Innovations in technology-enhanced learning and assessment systems have evolved rapidly in recent years. Facilitating the (real-time) collection of process data that provide detailed documentation of how test takers and learners engage with the administered tasks—such as keystrokes, mouse movements, clickstreams, or audio traces of subjects interacting with each other—technology-enhanced learning and assessment systems entail vast opportunities. These range from a deepened understanding of how persons interact with the administered tasks through the assessment of capabilities that manifest themselves more in the process than in the final outcome—such as problem-solving strategies, collaboration, or inquiry—to the possibility to dynamically adapt the systems as well as ones’ beliefs on the targeted capabilities as test takers’ and learners’ interactions with the tasks evolve. How evidence on test takers’ and learners’ capabilities can be extracted and synthesized from this usually enormous and possibly unstructured amount of data, however, is not self-evident. In fact, many characteristics of process data violate the very assumptions of traditional psychometric models, such as unidimensionality or local independence.

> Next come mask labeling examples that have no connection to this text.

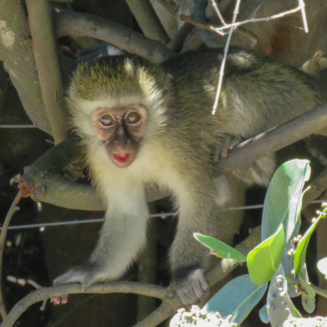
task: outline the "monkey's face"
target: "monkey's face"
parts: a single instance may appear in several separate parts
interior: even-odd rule
[[[129,166],[135,158],[147,125],[147,109],[142,105],[99,107],[92,112],[97,136],[119,167]]]

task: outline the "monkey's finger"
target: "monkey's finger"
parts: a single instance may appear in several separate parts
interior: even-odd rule
[[[65,296],[64,300],[63,297]],[[55,305],[65,304],[68,301],[68,295],[65,294],[61,296],[53,296],[51,298],[51,301]]]

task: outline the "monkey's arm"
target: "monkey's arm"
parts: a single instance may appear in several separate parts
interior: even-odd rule
[[[87,262],[70,269],[54,281],[55,285],[81,283],[83,288],[93,283],[121,277],[146,242],[148,207],[143,188],[115,192],[112,185],[97,245]]]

To accommodate the sequential and unstructured nature of process data and leverage its potential, the computational psychometrics paradigm calls for enriching theory-grounded psychometrics with stochastic process theory and data-driven techniques originating in computer science (von Davier, 2017). The volume “Computational Psychometrics: New Methodologies for a New Generation of Digital Learning and Assessment” edited by Alina A. von Davier, Robert J. Mislevy, and Jiangang Hao (2021) provides an introduction and overview of the current state of the art of this newly emerging field of research and its methodologies. The volume targets an audience with a traditional psychometric background that is interested in technology-enhanced learning and assessment systems and aims to expand its toolbox with techniques that support handling the complex data such systems provide and/or is in search for guidelines and inspiration for planning such assessments and capitalizing on their opportunities. As the discussed methods are quite sophisticated and descriptions are oftentimes rather technical, readers with advanced psychometric and statistical training on the graduate level and good knowledge of R and/or Python will benefit most from this edited volume.

1 Content of the Volume

The volume comprises 14 standalone chapters. Chapter 1, written by the volume’s editors, provides a general introduction into the field and the volume’s content. The volume is then organized into two parts. Part I (“Conceptualization”, Chapter 2–5) aims to provide the theoretic foundations for computational psychometrics and familiarizes readers with prominent types of technology-enhanced learning and assessment systems. Part II (“Methodology”, Chapter 6 –14) provides an overview of various techniques originating in fields outside of psychometrics that facilitate handling complex, unstructured data, examples of how these have been used in psychometric applications, and examples of R and Python code for their implementation. The code is embedded and commented in the chapters, and reproducible examples are made available in a Git repository accompanying the volume.Footnote 1 Existing psychometric applications for each of the discussed techniques are referenced, which may be used as starting points for further reading. The methodology chapters aim at giving the reader a sound intuition for a wide range of methods that are not part of typical psychometric training and provide starting points for their implementation, rather than giving comprehensive tutorials.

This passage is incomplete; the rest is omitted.